Youth-on-Age (Tolmiea menziesii), so called because buds at the base of old leaves form new leaves that can root to form new plants, is just one example of new life from old in the old growth forest at Youth-on- Age Interpretive Trail east of Granite Falls.

Massive Sitka spruce (Picea sitchensis) buttresses reflect the ancient nurse logs they germinated on. The soil that supports the big trees is a dynamic system where decomposer organisms convert non-living organic material into the mineral nutrients plants need. Soil organisms even help build new soil. Carbon dioxide from the respiration of soil organisms, including plant roots, mixes with water to form carbonic acid that is a very important chemical weathering mechanism in the production of “fines,” the small mineral particles in soil. Living and non-living organisms are key elements that allow our young, acidic soils to support the tremendous amount of biomass in the old forest.

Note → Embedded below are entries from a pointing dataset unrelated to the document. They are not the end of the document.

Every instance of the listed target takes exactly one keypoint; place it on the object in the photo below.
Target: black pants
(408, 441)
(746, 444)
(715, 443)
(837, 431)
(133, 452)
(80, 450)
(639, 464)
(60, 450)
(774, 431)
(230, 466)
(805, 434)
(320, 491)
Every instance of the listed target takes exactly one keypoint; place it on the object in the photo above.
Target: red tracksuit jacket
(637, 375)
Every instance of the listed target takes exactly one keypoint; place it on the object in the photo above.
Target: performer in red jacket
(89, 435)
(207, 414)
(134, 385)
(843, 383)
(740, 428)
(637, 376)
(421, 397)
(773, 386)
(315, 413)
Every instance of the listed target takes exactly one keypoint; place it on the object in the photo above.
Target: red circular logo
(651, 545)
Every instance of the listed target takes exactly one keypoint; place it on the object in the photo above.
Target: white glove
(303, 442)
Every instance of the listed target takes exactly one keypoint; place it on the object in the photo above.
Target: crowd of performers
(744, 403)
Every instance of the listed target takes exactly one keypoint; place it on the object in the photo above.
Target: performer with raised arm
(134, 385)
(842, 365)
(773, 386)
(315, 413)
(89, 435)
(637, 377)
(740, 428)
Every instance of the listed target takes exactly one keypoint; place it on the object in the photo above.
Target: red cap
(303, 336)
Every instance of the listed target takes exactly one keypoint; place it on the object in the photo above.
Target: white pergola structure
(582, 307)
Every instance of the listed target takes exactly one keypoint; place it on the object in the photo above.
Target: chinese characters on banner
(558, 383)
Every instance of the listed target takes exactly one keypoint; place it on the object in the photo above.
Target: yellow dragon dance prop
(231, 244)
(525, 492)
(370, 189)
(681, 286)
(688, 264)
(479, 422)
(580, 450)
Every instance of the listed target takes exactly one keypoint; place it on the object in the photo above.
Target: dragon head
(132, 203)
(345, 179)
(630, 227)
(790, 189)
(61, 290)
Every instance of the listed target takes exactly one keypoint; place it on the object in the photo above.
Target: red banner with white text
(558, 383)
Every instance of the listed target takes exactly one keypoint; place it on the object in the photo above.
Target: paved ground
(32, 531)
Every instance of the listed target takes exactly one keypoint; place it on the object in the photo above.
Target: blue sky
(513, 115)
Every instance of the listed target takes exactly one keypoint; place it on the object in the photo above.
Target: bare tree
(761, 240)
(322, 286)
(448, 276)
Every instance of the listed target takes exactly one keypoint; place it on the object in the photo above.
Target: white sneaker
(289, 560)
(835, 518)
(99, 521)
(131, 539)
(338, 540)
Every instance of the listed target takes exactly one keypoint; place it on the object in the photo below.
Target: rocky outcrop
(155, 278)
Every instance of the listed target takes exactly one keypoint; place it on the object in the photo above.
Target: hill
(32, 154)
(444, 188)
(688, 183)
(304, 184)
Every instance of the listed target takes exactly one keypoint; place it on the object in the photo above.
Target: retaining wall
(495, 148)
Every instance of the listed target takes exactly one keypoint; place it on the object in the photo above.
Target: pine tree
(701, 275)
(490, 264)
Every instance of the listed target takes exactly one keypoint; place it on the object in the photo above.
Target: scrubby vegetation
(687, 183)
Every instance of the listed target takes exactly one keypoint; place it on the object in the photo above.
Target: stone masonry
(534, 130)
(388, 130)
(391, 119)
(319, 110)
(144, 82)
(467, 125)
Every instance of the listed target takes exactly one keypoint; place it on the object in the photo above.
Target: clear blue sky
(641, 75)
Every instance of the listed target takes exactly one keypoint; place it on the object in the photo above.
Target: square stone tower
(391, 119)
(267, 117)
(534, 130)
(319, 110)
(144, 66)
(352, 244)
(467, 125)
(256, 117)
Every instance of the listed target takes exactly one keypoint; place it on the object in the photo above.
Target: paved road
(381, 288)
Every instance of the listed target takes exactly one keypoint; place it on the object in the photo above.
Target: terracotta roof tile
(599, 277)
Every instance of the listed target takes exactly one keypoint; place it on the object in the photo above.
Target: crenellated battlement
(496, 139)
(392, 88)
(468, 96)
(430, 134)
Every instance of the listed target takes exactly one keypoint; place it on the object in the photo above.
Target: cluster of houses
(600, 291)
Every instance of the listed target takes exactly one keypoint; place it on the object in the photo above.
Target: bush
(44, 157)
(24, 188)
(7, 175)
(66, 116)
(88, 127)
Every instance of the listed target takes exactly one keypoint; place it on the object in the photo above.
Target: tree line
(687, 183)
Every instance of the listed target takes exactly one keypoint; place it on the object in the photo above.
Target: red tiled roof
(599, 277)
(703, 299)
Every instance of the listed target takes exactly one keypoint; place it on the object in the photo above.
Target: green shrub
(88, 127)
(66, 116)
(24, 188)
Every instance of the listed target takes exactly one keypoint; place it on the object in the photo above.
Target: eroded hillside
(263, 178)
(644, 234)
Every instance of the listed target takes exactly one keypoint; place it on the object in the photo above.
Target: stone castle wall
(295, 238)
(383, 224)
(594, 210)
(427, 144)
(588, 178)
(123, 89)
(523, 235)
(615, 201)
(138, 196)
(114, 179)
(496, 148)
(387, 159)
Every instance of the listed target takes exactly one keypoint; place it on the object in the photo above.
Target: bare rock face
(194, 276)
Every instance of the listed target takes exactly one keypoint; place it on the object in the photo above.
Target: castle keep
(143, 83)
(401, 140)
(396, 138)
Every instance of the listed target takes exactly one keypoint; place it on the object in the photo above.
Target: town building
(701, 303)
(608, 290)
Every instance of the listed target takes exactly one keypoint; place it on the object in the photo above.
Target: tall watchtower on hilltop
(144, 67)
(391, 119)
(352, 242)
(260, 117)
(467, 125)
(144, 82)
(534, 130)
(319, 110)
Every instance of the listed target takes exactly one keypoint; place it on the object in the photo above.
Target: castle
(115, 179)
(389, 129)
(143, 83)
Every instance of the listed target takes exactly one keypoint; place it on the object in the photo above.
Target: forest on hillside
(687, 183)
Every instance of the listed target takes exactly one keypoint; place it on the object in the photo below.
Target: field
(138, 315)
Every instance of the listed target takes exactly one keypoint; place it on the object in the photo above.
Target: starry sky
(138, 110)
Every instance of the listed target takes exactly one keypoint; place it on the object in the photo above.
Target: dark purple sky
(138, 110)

Begin the short loop trail near the restroom. Wander either direction. Sword fern (Polystichum munitum), youth-on-age, and young grand fir (Abies grandis) grow in the understory. Mossy vine maples (Acer circinatum) weave their tangled branches through forest gaps. Lichens droop from woody vegetation short and tall. Those that fall crunch underfoot, and feed the forest. Near the South Fork Stillaguamish River see large old Douglas-fir (Pseudotsuga menziesii) and younger western hemlock (Tsuga heterophylla).

The big old trees can have up to 60 million needles. This offers a very large surface area to capture sunlight for primary production. The evergreen needles also store nutrients, keeping them from washing away into the river. That is, when the trees themselves don’t wash into the river. Trees, and the trail along the cut bank, frequently fall into the river. Huge logjams from this and forests far upstream can be seen. In stream, the big trees alter the hydrology and create important habitat, nutrient, and energy sources for the aquatic ecosystem.

To visit the floodplain, look for a side trail near the trailhead that leads through a red alder (Alnus rubra)-salmonberry (Rubus spectabilis) community. The trail ends at a recently flooded area covered in freshly deposited silt. It is possible to wander upstream on older sandbars now colonized by willows (Salix sp.).

The 0.4 mile paved interpretive trail is wheelchair accessible. Bring a picnic and come prepared to let the cycling of the old forest rejuvenate you.

Directions: drive the Mountain Loop Highway east from Granite Falls to MP 18.7. The parking lot is on the south side of the highway, just past Red Bridge.